Rams Intern, Oak Ridge National Laboratory, Oak Ridge, TN, 2014 summer
General Systems Problem Solver (GSPS), an algorithm for building models, looks for order in a finite set of seemingly disordered data. The algorithm’s search, when successful, allows an investigator the possibility of reconstructing the system that produced the data and, in some cases, it allows the investigator to even predict the system’s future behavior. In this study, we attempted to reconstruct a process for the growth of cancer cells, based on empirical data obtained through magnetic resonance imaging and other types of scans. Because GSPS is computationally intensive, it has not been widely used. Further, because there’s not yet much empirical data on cancer-cell behavior, it has been difficult to develop models that can reliably predict cancer-cell behavior. In our research, we decreased the computational needs by binning the data to reduce its variety: the binning allowed us to use a personal computer to perform the necessary GSPS calculations.
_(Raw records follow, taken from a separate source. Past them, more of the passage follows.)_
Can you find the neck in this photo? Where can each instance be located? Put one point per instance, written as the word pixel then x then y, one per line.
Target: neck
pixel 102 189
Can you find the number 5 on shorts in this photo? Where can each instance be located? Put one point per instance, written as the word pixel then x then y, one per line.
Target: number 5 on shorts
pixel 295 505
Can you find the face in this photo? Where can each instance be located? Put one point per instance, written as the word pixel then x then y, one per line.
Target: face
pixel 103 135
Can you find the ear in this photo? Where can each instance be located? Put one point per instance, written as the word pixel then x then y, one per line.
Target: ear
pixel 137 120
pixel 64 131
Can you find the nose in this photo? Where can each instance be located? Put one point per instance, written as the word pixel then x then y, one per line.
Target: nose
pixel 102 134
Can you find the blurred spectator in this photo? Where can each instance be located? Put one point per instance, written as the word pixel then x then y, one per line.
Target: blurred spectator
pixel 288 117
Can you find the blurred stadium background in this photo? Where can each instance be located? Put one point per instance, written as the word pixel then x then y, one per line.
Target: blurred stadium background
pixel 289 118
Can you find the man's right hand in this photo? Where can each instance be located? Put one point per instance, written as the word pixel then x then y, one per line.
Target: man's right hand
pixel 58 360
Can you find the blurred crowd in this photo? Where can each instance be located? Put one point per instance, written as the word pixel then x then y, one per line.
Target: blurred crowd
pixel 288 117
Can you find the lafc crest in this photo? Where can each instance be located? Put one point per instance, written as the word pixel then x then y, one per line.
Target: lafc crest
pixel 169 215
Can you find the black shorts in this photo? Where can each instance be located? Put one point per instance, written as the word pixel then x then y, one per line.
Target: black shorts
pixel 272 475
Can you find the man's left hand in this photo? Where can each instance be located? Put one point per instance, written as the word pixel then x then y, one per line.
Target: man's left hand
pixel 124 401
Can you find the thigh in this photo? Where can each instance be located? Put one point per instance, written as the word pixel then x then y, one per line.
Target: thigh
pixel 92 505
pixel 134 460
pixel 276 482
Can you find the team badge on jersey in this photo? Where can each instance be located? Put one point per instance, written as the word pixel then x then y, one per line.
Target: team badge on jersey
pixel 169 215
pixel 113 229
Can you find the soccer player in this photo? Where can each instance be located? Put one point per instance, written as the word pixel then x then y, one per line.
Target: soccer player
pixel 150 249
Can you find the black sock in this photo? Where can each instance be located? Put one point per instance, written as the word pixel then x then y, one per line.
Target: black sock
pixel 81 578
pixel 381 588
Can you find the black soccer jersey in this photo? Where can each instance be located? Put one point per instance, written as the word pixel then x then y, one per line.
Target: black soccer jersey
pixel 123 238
The data we used came from a series of images of a tumor in different stages of growth. From these series of observations we calculated a mask that best forecasted the next state. Each observation consists of a center volumetric pixel (voxel) v1 and its six neighbors, with each voxel containing seven variables. The mask takes past values of a variable as input from v1 and its neighbors, and then outputs the next value of a different variable at v1. The mask is used to predict future behavior as soon as a pattern has been detected. Future investigations could take into account data on additional tumors, include more variables, and larger numbers of bins. This research could lead to a better understanding of cancer tumors and even a renewed interest in the GSPS.
Intern, Idaho National Laboratory, Idaho Falls, ID, 2016 summer
Worked on simulating the cold cap physics of a nuclear waste melter using Star-CCM+ modeling software, C, and Matlab. My main task was translating the source code for a highly mathamatical model simulation from matlab to C in order to process big data in a much more effeccient way.